Capítulo 17
Llegó el lunes, y Ágata y Gabriel seguían sin haber hablado del tema. La fiesta en casa de Michael acabó muy tarde, y el domingo se levantaron más tarde de las diez y se quedaron todo el día en casa sin hacer nada. Él pasó casi toda la tarde con el ordenador, fingiendo trabajar, y ella intentó leer el último libro que se había comprado. Era como si los dos hubieran decidido que, de momento, era mejor dejar esa conversación.

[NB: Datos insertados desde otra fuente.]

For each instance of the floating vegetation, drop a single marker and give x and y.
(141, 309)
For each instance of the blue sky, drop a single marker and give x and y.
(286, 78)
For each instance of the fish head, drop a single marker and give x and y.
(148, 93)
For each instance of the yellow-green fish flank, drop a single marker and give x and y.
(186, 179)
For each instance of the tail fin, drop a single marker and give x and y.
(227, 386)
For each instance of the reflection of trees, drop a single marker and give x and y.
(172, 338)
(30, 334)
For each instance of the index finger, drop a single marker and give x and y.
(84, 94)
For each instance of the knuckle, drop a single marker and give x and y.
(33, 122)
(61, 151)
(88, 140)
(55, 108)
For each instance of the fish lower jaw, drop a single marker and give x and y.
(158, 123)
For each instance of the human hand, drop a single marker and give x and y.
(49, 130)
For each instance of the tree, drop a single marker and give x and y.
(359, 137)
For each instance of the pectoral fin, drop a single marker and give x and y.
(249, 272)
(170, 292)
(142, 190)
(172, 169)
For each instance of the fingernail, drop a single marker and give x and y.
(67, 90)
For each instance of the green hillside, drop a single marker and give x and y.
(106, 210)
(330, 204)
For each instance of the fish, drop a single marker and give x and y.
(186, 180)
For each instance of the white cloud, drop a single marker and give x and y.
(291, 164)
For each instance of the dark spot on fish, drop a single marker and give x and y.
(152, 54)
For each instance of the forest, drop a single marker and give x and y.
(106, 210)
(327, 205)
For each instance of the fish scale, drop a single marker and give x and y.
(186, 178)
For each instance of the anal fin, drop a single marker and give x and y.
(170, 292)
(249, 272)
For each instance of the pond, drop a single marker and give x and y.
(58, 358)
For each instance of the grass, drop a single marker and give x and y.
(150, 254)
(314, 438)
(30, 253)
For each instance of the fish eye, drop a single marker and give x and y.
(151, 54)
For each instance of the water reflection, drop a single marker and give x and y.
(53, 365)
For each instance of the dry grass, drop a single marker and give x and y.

Ágata se alegró de volver al trabajo. Al menos allí, al estar tan ocupada, no pensaba tanto en su relación con Gabriel. Se sentó a su escritorio y, al encender el ordenador, se encontró con un e-mail de Steve; en él le pedía si podía mandarle los artículos que les habían robado y las fechas en que se publicaron en The Scope. También le decía que creía haber averiguado algo, y que se lo contaría el miércoles cuando se vieran. A Ágata no le fue difícil dar con todos los artículos y respondió al e-mail en seguida. Llegó la hora de comer, y Jack y Amanda fueron a buscarla. Esos almuerzos se habían convertido en uno de los mejores momentos del día, y si al final tenía que irse a Barcelona, Ágata iba a echarlos mucho de menos. Fueron a una cafetería que quedaba muy cerca de la revista.
—Dime, Amanda, ¿echas de menos a Sam? —preguntó Jack—. ¿Cuándo regresa de Escocia?
—Esta semana, y no, no le echo de menos. —Amanda se rió—. Bueno, un poco sí. La verdad es que estoy harta de ver a Clive merodeando por aquí.
—¿Clive está aquí? —preguntó Ágata, preocupada al pensar en lo incómodo que éste hacía sentir a Gabriel.
—Sí, llegó el miércoles pasado. Me extraña que no haya ido a husmear por vuestra sección. —Amanda dio un sorbo a su café—. Se pasea por los despachos de arriba como si ya fueran suyos. Me pone los pelos de punta.
—Me pregunto qué demonios estará haciendo. —Jack fue a pagar—. No sé por qué no se queda en Nueva York y nos deja en paz para siempre.
—Ojalá —añadió Ágata, pensando que quizá por eso Gabriel había estado tan raro los últimos días.
—Bueno, por suerte Sam regresa ya esta semana, y entonces nos libraremos de él. —Amanda se levantó—. Tenemos que irnos. No quiero que ese impresentable tenga motivos para reñirme.
—Claro. Vamos.
Los tres salieron del local y empezaron a caminar hacia la revista. Amanda y Jack iban un paso por delante de Ágata, que para variar iba pensando en sus cosas. No podía quitarse de la cabeza la sensación de que algo no iba bien. Estaba nerviosa por lo del reportaje sobre el padre de Gabriel, y cada vez la angustiaba más haberle mentido sobre su encuentro con Steve. Lo mejor sería contárselo todo. Ágata no vio que el semáforo estaba rojo, ni tampoco la moto que salió de la esquina. Sólo sintió el golpe y oyó cómo Amanda gritaba. Luego nada.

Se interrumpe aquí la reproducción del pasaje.